L’équilibre entre la nécessaire professionnalisation de l’événement – qui a doublé sa fréquentation en changeant de lieu – et la poursuite de la dynamique bénévole, qui est une spécificité des Rendez-vous, est délicat à trouver. Certains bénévoles ont pu se sentir dépossédés de leur festival, et je suis très attentive à ce qu’ils ne le soient pas.
Ils sont investis dans la programmation artistique.
Oui, nous avons une cellule artistique, composée de salariés et de bénévoles élus tous les deux ans. C’est un modèle collégial unique, qui permet une grande ouverture d’esprit. Avec toujours dans l’idée d’avoir une variété dans les propositions, les genres et les tranches d’âge visées, car nous revendiquons un positionnement familial.

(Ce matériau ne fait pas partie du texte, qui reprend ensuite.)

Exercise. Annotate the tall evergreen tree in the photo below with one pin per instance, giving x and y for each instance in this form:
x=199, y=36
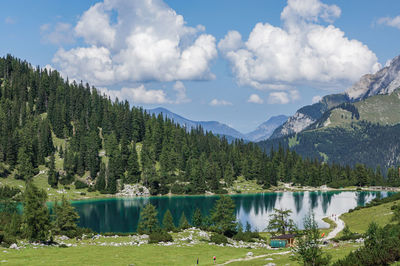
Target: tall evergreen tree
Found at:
x=223, y=215
x=183, y=223
x=101, y=179
x=148, y=222
x=36, y=219
x=168, y=222
x=197, y=219
x=133, y=174
x=52, y=177
x=66, y=218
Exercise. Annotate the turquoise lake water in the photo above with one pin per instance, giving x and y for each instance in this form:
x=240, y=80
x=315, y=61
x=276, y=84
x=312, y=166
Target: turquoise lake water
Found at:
x=122, y=214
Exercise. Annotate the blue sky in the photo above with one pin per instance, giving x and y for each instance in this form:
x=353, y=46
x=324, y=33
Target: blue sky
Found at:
x=237, y=62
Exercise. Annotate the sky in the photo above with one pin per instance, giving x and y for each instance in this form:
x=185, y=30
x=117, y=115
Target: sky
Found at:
x=236, y=62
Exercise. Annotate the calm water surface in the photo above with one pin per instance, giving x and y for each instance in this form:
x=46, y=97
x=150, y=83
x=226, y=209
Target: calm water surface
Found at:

Si ce n’est pas dans la programmation artistique, quels sont les sujets dans lesquels vous souhaitez apporter votre touche personnelle ?
Alors que notre cellule artistique est encore composée majoritairement d’hommes, je veux être très vigilante sur la place des autrices. Dans le choix des expositions, mais aussi sur la gestion des invitations : il peut en effet être moins facile pour une autrice que pour un auteur de venir seule en festival, sans équipe d’éditeur avec elle, notamment pour des raisons familiales. De plus, la dimension écologique me tient à cœur, car je crois que les festivals de BD sont en retard sur ce sujet.
"La Fédération doit aussi nous aider à être mieux entendus des pouvoirs publics"
Est-ce que la fédération des festivals, le Club 99 (avec les festivals de Blois, Bastia, Formula Bula, Lyon, Colomiers, Aix-en-Provence…), lancée fin 2023, peut vous aider sur ce thème ?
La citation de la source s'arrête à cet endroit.